Fortunately, the right therapy can help children, adolescents, teens, and adults find ways to heal and cope with the effects of traumatic experiences like abuse, community violence, natural disasters, neglect, and sudden loss of a loved one.

Here, we discuss childhood trauma, the different types, how it may affect you, signs to be aware of, and treatment options for children and adults.

What is childhood trauma?

A traumatic event poses a threat to a child’s life or physical safety. This includes events that are frightening, dangerous, or violent.

For some kids, there may be no time for healing between traumatic events — their life is in an almost constant state of chronic stress and trauma.

Examples of childhood trauma include:

  • physical abuse
  • sexual abuse
  • psychological and emotional abuse
  • neglect
  • natural disasters like hurricanes, earthquakes, or fires
  • homelessness
  • racism
  • serious accidents or life threatening illness
  • violent loss of a loved one
  • sexual exploitation
  • refugee and war experiences
  • community and school violence
  • witnessing or experiencing family or partner violence
  • military stressors like loss, injury, or parental deployment

How childhood trauma may affect you

Childhood trauma affects each person differently. However, there are some common signs and symptoms to watch out for in both kids and adults.

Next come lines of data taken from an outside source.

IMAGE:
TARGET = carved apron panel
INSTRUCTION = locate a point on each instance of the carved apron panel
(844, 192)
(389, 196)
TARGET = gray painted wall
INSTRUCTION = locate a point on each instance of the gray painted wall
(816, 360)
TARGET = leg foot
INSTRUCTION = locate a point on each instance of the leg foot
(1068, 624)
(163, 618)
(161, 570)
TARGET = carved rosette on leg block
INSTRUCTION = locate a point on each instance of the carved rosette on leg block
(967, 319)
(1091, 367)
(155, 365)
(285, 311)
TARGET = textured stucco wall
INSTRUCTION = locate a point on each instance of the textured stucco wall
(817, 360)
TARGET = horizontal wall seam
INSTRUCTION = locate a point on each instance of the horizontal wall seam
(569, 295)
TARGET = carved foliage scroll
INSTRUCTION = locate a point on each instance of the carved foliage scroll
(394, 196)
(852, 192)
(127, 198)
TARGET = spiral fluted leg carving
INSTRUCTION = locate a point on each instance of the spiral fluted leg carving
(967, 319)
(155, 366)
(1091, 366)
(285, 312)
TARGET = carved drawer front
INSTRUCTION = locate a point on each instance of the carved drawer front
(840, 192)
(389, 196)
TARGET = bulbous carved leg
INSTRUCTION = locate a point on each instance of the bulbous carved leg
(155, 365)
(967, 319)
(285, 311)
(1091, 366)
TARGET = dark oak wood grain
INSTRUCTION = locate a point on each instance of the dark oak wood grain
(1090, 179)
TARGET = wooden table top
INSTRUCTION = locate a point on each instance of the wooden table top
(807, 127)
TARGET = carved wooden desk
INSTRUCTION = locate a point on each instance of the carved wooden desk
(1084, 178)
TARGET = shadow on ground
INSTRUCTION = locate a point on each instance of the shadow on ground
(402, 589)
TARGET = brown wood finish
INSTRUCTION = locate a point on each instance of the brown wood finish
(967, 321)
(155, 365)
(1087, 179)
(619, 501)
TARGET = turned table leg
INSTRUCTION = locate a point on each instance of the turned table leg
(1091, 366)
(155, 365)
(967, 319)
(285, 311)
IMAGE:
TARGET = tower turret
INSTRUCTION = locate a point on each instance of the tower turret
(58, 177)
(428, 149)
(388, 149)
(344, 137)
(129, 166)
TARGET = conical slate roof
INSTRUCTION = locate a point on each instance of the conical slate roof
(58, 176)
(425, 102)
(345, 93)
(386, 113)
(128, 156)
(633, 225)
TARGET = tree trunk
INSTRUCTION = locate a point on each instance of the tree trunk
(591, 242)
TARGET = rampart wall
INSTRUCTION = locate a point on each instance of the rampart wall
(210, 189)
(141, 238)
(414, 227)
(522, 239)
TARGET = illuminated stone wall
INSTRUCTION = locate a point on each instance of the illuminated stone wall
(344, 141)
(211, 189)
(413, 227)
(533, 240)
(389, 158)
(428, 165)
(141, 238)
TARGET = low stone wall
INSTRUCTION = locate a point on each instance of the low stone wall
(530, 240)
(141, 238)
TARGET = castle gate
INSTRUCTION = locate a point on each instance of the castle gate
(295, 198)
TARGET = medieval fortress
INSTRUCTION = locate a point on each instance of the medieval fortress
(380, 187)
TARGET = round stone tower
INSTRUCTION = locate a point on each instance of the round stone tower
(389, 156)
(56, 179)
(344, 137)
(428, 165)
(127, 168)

In preschool and elementary-age children:

  • separation anxiety
  • becoming anxious and fearful
  • difficulty sleeping and increase in nightmares
  • crying or acting out
  • decrease in appetite
  • moodiness
  • increased aggression and anger

Teens can experience all of the signs mentioned above, plus the following:

  • irritability
  • withdrawal from social activities
  • academic problems
  • self-blame for the event (guilt and shame)
  • feeling depressed
  • difficulty concentrating
  • eating disorders and other self-harm behaviors
  • increase in behaviors like sexual activity and alcohol or drug use

In adults, unresolved childhood trauma can take on many forms. For example, female adults who experience sexual abuse as a child or teen often show signs of post-traumatic stress disorder (PTSD), distorted self-perception, shame, fear, guilt, self-blame, humiliation, and chronic physical pain, according to the American College of Obstetricians and Gynecologists.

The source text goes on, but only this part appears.